1. Mitigate penalties in the ETC Model to avoid further disadvantaging under resourced dialysis units and exacerbating disparities
a. Remove the 10 percent “stretch goal” achievement threshold escalators to mitigate penalties in the ETC Model, given improvements in both ETC and non-ETC regions
b. Maintain the benchmarks at the Measurement Year (MY) 6 targets as the “peak”

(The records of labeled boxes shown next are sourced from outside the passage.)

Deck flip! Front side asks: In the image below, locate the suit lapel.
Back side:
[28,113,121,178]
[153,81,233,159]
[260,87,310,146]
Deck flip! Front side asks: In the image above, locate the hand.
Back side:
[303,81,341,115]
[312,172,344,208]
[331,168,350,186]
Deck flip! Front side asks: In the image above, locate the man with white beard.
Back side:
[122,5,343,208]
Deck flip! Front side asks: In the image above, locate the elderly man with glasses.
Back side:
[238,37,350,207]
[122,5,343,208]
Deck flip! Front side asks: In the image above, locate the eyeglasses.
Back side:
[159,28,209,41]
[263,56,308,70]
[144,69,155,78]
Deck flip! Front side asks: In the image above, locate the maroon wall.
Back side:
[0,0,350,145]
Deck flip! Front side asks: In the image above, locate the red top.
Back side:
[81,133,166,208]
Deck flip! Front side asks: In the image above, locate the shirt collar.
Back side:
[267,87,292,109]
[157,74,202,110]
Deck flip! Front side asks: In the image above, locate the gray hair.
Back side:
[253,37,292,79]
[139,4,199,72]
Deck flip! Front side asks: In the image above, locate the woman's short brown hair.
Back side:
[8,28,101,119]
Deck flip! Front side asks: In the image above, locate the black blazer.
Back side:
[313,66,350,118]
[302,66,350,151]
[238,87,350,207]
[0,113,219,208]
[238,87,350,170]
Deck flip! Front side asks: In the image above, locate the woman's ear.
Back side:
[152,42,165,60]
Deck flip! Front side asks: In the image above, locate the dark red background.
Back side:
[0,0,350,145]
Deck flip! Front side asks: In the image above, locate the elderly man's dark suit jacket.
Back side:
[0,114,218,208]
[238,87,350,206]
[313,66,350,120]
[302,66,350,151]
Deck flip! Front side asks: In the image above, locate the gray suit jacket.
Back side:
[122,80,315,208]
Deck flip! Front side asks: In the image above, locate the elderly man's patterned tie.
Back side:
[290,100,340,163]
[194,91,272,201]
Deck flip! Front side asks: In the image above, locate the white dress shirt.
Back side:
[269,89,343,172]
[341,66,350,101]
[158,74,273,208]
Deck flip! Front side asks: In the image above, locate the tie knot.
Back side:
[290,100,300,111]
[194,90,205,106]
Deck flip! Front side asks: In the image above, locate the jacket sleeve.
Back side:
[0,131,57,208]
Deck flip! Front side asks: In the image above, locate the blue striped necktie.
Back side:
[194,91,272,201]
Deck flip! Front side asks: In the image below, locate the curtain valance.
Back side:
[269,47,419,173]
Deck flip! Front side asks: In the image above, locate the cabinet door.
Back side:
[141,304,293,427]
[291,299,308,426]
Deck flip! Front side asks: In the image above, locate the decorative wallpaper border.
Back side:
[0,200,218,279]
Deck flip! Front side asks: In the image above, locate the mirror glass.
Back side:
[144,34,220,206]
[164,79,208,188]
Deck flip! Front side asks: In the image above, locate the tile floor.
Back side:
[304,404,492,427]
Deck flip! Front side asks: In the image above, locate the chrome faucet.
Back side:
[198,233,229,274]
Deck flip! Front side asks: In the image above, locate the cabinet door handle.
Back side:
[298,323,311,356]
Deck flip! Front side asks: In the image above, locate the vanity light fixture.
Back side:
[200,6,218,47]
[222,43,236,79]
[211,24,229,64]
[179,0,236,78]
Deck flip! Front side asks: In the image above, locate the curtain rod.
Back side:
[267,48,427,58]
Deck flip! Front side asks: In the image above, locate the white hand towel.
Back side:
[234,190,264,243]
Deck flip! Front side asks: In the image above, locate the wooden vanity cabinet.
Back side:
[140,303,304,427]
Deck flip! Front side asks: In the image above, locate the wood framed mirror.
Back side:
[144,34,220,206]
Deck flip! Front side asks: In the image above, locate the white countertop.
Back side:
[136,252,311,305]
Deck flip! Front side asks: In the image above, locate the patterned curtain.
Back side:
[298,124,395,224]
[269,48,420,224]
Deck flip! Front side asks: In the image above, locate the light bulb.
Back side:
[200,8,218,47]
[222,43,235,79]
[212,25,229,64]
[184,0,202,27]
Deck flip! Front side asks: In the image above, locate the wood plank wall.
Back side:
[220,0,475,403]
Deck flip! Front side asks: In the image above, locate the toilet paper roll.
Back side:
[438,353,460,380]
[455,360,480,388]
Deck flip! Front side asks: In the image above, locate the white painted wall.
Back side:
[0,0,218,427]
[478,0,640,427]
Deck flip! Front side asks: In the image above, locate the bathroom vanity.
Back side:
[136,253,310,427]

2. Reopen voluntary models to new applications, starting January 1, 2025 
a. Revisit KCF and KCEs to make these models more feasible for small and   medium sized practices 
b. Incorporate data from MA patients (even if not included in cost data) to improve numerators and denominators in performance calculations and comparison efforts

3. Address confounding of model results due to both Medicare Advantage and/or KCC beneficiaries
a. Incorporate data from MA beneficiaries (even if not included in payment adjustments) to increase the denominator sizes and give facilities credit for patients that switch to MA and/or participate in additional value-based models
b. Conduct sensitivity analyses stratified by participation in MA, KCC, and other value-based models to understand potential directional impacts from non-ETC-based VBC programs

4. Give ETC participants appropriate credit for a kidney transplant given that this is the optimal therapy for many people with kidney failure
a. Credit preemptive transplant to clinicians while also robustly crediting living donation kidney transplants for those who have already initiated dialysis for both clinicians and facilities
b. Apply the KCC definition for successful transplant (a transplant that does not require dialysis, after excluding potential delayed graft function)
c. Continue both numerator and denominator credit in performance calculations even if the beneficiary transitions away from Medicare fee-for-service (FFS) coverage while the beneficiary has a functioning transplant 
d. Explore a composite measure that includes not only patients who are waitlisted but also patients who receive a transplant 

5. Increase home dialysis resources beyond the dialysis facilities 
a. Use a regional data adjuster for home dialysis rates to account for region-wide investments in home dialysis, such as improved in-hospital PD care, as well as minimize the impact of unaffiliated PD-only facilities on other facilities participating in the model (ASN originally recommended that unaffiliated PD-only facilities be excluded from the model)
b. Use any savings in ETC to improve resources for home dialysis in non-home settings, such as investing in PD Centers of Excellence at nursing homes and LTACHs so that PD patients who require rehabilitation are not forced to transition to hemodialysis

ASN is continuing to advocate for improvements in the model and will update ASN members on the outcomes of these efforts.